Interspecies Justice in the History of Western Political Thought

Edited volume in collaboration with Dr. Serrin Rutledge-Prior, Australian National University

With the collection we seek to advance our understanding of interspecies justice and the political obstacles that might stand in the way of its implementation. With the aim of extending theories of justice and related political concepts to animals - and dismantling those that are not flexible enough to encompass animals - the book adopts a view of animals as more than merely objects of moral concern. Rather, the book is committed to a view of animals as agentic, self-determining, other-regarding beings, who exist both as individuals and as members of human-nonhuman, and their own, (political) communities.

In re-reading the Western canon through the lens of animal agency, the book’s key contribution will be to critically analyse the foundations of Western political thought by de-centring the place of the human in this tradition. It seeks to highlight the explicit and implicit assumptions that canonical political thinkers have made about animals and how this has impacted on their thought - and the social, political, and economic systems that have arisen on the basis of these ideas. By so doing, we aim to determine whether, and to what extent, a more informed understanding of animals and their capacities might challenge long-held Western notions about justice. Ultimately, we ask ‘what remains?’ of the Western canon (both in relation to a negative and a positive legacy, and both inside and outside of Europe) when we challenge the notion that (certain privileged groups of) humans are both unique and uniquely valuable.

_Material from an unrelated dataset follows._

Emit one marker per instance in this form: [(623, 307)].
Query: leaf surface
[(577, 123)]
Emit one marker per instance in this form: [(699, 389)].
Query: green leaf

In addressing the question of how animals have been represented politically in the history of Western political thought, we take seriously how this canon has - rightly - been subject to challenge, criticism, and rejection. As such, in referring to it, we do not seek to reproduce and reconfirm it. Indeed, the promotion of a (superior) Western canon in political and intellectual thought has become untenable today. Not only have its oppressive orientation and consequences been called out, but current scholars such as Achille Mbembe, Susan Buck-Morss and Dipesh Chakrabarty, among many others, have also highlighted how both Western/European and non-Western/non-European perspectives have always permeated and shaped each other in their intermingling. The renunciation and questioning of such a Western canon, moreover, has undermined its central cohesiveness from within over recent decades, by producing a wealth of research on differing and dissenting perspectives and opinions in Western political and intellectual thought as well. LIkewise, it is clear that its legacy remains effective today, a problem that we need to reckon with.